Submitted to: GigaByte
Publication Type: Database / Dataset
Publication Acceptance Date: 1/15/2022
Publication Date: N/A
Technical Abstract: Red clover (Trifolium pratenseL) is used as a forage crop due to a variety of favorable traits relative to other crops. Improved varieties have been developed through conventional breeding approaches, but progress could be accelerated and gene discovery facilitated using modern genomic methods. Existing short-read based genome assemblies of the ~420 Megabase (Mb) genome are fragmented into >135,000 contigs with numerous errors in order and orientation within scaffolds, likely due to the biology of the plant which displays gametophytic self-incompatibility resulting in inherent high heterozygosity.
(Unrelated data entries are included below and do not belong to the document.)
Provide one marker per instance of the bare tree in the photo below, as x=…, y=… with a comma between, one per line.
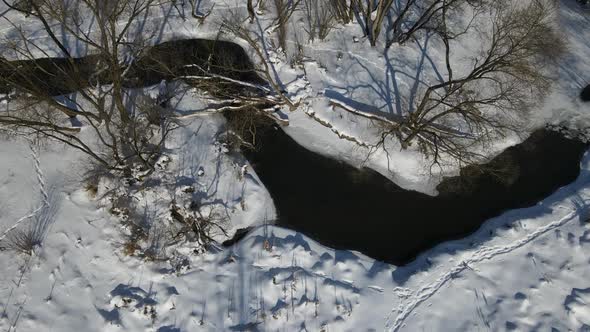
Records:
x=92, y=89
x=319, y=18
x=493, y=96
x=409, y=17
A high-quality long-read based assembly of red clover is presented that reduces the number of contigs by more than 500-fold, improves the per-base quality, and increases the contig N50 statistic by three orders of magnitude. The 413.5 Mb assembly is nearly 20% longer than the 350 Mb short read assembly, closer to the predicted genome size. Quality measures are presented and full-length isoform sequence of RNA transcripts reported for use in assessing accuracy and for future annotation of the genome. The assembly accurately represents the seven main linkage groups present in the genome of an allogamous (outcrossing), highly heterozygous plant species. This database entry contains supporting data for "Chromosome-scale assembly of the highly heterozygous genome of red clover (Trifolium pratense L.), an allogamous forage crop species" published in GigaByte Journal.